たとえば、こんなエピソードが紹介されている。

予約したままやって来ない客の問題で悩んでいたあるレストランは、客の予約時に「変更がありましたらご連絡ください」と言っていたのを、「変更がありましたらご連絡いただけますか?」と尋ね、答えを待つようにしただけで、店に現れない予約客の割合が30%→10%に減ったそうだ。相手に「はい」と言わせるだけで、結果が変わる。「コミットメント」の威力を示す好例だった。

本の副題は「なぜ、人は動かされるのか」

「文章で人を動かしたい」と考えているライターなら、読んで損はないだろう。「文章術」とは異なるアプローチで、人の行動を変えられるかもしれない。マーケティングやPRにおいて大いに役立つ知識が得られる。

『サードドア』

「目標を達成するためのリアルで泥臭い過程を描いた本」としては名著だと思うし、たくさんのヒントが詰まっている。

自分の足で動いたことのある人なら、きっと共感できる部分が多いはずだし、他人のエピソードを自分事として捉えられる人にとっては、価値ある一冊になるだろう。しかし誰かがレビューにも書いていたとおり、「サードドアを開けたことのない者にはわからない」 かもしれない。

目標に向かって行動した経験のある人にとっては「尋常ではなくおもしろい本」であり、目立った行動をしてこなかった人にとっては「よく理解できない本」であることが、真っ二つに割れるAmazonのレビュー評価から伺える。自分を試すつもりで読んでみてもいいかも。

しかしいずれにせよ、行動を起こすことの大切さを認識できるはずだ。行動は奇跡を起こす。本当に、ぼくもそう思う。

『日本の「中国人」社会』

今や、高知県の人口よりも多くの中国人が、この日本に住んでいるらしい。

そんな、日本で暮らす中国人たちの社会のリアルを追いかけた本の内容もメチャクチャ面白いのだけど、この内容自体はもちろん「書くこと」とは関係ない。

しかし、ライターなら気付くはずだ。この著者の尋常ではない取材姿勢に。

うまく言えないけれど、著者が実際に会って取材した中国人ひとりひとりの存在が感じられるような気がする本だった。著者の取材活動に密着させてもらってひとりひとりのお話を聞かせていただいているような、そんな視点で読めて、興味深かった。・・・(Amazonレビューより)
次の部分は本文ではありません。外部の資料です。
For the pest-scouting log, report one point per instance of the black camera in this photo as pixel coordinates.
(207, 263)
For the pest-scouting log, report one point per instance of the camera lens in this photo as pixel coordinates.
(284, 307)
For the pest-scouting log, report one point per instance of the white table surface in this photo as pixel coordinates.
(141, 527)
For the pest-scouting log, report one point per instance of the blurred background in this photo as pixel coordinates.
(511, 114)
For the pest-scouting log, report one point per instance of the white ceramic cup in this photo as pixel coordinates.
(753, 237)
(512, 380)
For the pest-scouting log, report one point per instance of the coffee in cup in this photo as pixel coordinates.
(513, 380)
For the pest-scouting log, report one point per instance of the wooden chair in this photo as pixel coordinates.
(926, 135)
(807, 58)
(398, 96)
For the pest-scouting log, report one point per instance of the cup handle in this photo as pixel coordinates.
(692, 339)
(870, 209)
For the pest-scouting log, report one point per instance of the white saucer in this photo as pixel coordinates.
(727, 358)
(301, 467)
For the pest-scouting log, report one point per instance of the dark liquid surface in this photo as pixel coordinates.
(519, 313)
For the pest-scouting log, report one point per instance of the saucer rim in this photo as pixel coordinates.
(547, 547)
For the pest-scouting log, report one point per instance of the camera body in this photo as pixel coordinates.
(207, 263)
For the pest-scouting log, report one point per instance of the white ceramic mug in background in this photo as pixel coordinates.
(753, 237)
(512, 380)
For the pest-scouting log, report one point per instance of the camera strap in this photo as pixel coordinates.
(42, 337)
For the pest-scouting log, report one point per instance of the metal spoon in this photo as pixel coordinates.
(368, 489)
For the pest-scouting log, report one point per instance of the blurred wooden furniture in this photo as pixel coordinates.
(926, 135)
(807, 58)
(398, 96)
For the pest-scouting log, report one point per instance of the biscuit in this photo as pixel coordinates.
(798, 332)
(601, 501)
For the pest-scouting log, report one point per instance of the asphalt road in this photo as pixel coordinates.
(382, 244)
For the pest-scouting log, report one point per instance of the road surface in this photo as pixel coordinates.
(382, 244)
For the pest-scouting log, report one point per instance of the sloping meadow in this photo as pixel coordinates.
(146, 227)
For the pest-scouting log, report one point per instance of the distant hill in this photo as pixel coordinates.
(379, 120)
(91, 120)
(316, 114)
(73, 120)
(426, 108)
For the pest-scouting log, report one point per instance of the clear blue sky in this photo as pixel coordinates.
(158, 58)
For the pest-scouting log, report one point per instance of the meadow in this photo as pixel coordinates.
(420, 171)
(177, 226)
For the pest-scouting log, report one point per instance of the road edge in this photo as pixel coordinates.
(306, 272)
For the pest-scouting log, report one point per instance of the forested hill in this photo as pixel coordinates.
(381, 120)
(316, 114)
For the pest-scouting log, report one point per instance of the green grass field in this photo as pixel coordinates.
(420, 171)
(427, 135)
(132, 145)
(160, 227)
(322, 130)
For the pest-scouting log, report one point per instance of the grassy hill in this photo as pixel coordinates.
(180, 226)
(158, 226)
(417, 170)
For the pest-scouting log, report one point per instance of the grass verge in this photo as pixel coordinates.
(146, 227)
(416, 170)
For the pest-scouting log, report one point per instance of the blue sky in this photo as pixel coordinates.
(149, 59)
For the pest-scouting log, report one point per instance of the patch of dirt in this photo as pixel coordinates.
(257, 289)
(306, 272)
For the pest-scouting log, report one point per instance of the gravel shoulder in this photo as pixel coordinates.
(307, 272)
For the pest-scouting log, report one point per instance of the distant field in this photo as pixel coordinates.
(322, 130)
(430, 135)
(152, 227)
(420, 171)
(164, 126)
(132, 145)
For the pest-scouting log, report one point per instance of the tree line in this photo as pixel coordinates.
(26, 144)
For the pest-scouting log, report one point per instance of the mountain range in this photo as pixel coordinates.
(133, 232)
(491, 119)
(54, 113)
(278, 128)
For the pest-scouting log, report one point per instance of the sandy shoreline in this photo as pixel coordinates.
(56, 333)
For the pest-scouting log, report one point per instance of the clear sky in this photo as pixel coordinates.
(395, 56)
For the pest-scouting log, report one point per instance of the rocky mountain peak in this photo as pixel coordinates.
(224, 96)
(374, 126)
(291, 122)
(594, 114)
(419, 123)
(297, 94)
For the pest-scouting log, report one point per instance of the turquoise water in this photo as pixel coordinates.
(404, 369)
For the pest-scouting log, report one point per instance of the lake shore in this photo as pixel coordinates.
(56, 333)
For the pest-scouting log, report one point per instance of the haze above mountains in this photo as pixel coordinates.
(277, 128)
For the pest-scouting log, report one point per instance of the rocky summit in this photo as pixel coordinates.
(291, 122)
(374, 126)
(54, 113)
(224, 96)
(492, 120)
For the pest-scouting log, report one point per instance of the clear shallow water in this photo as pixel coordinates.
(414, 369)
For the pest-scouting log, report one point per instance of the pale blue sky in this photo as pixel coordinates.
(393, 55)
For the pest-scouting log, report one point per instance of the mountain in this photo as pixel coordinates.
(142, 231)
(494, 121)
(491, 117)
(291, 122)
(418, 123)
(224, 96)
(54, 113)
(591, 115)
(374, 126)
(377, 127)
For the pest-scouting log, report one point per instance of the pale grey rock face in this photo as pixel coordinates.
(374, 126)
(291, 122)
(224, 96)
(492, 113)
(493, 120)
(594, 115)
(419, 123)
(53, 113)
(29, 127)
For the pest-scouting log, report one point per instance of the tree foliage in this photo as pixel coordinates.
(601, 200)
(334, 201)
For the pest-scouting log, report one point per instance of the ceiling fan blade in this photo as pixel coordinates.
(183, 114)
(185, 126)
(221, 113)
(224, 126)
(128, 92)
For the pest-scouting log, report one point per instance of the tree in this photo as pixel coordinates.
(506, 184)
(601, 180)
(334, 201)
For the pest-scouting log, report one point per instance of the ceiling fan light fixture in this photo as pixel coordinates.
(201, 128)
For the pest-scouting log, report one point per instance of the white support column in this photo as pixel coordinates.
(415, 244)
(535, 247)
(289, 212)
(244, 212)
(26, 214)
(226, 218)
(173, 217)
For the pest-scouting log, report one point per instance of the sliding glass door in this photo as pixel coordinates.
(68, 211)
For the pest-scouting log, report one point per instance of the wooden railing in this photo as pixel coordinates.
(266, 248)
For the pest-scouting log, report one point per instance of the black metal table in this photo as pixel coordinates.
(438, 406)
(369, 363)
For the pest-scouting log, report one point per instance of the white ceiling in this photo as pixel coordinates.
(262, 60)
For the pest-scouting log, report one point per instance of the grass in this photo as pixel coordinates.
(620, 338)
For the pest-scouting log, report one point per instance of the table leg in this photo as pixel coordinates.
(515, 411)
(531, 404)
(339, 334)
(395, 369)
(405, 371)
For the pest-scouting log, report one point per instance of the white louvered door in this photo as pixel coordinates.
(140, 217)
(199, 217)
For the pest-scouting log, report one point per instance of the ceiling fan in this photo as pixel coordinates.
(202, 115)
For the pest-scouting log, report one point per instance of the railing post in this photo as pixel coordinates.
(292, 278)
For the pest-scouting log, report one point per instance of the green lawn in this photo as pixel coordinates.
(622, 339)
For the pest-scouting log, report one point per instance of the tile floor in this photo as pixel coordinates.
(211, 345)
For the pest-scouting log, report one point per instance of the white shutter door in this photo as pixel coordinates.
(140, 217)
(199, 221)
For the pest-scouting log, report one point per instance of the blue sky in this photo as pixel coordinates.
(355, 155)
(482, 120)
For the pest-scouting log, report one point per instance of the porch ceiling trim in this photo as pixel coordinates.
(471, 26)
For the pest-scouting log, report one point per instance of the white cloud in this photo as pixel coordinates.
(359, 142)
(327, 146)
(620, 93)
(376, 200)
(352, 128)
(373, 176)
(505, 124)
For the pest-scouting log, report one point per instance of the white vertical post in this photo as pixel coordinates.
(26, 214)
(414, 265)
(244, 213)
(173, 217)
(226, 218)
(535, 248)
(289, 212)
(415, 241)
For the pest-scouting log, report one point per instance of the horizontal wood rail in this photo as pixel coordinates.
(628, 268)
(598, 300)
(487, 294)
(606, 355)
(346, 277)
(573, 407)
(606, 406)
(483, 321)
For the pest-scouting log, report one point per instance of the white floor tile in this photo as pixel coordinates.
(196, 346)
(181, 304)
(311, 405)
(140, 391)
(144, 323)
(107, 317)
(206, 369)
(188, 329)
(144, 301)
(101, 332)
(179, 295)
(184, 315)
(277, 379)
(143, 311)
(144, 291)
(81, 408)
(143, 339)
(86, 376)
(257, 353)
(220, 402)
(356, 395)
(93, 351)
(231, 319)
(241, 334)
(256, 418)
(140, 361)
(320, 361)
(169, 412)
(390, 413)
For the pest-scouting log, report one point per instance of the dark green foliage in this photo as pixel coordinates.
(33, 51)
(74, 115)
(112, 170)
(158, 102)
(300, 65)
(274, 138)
うわ、ここまで聞くか。ここまでするか、と思わずにはいられず、ぼくはすっかり中島さんのファンになってしまった。インタビューに携わる人なら、何かしら感化されるのではないかと思う。

『リーダーシップの旅〜見えないものを見る〜』

この本はぼくのバイブルなので、「書くことと本当に関係ないじゃないか!」と言われることも承知であえて紹介する。

リーダーシップ研究の大御所2人の対談。書くことと関係ない。しかし、ぼくの生き方や価値観は、この本に書かれていることに大きな影響を受けていて、結果として文章に反映されている。ぼくの行動力の「源泉」とも言えるかもしれない。

他の人が読んだときに、どんな影響を受けるかはわからない。が、興味があれば試しに読んでみてほしい。ぼくはこれからも何度も読むと思う。

社長になろうと思って社長になった人はいても、リーダーになろうと思ってリーダーになった人はいない。リーダーは自らの行動の中で、結果としてリーダーになる。はじめからフォロワーがいるわけではなく、「結果としてリーダーになる」プロセスにおいて、フォロワーが現れる。リーダーシップは、本を読んで修得するものでも、だれかから教わるものでもない。それは私たち一人一人が、自分の生き方の中に発見するものだ。リーダーシップはだれの前にも広がっている。何かを見たいという気持ちがあれば、可能性は無限に膨らむ。自らが選択し行動することで、人は結果としてリーダーと呼ばれるのだ。(Amazonの概要説明より)

『具体と抽象』

「たとえ話のうまい人とは「具体→抽象→具体という往復運動による翻訳」に長けている人のことをいいます」

具体と抽象を自在に操れるかどうか。ライターにとっては「ひとつのネタを、求められる抽象レベルに応じて書き分けられるか」ということ。単価を上げるうえでは必須の能力だと思う。

また、具体と抽象は「すぐ役に立つもの」と「すぐ役に立たないもの」に置き換えられるかもしれない。具体的なスキルはすぐ役に立つ。でもルールが変わったときに応用が効かない。一方で抽象的な知識には汎用性がある

今まで無意識だったことが言語化される快感を味わえた。人と話が噛み合わないときも、わりかし「抽象と具体」の問題が大きいのかもなと思った。具体と抽象を自在に往復できる人は、多分話もうまいし文章もわかりやすい。書くうえでも、コンサルするうえでも役立ちそう。

終わりに

あくまでぼくが読んできた本の中からの選書なので、他にもっと適した本はたくさんあると思う。逆に、おすすめの本があれば、ぜひ教えていただきたい。

まだ他にも紹介したい本があるような気がするので、思い出したら追加していこう。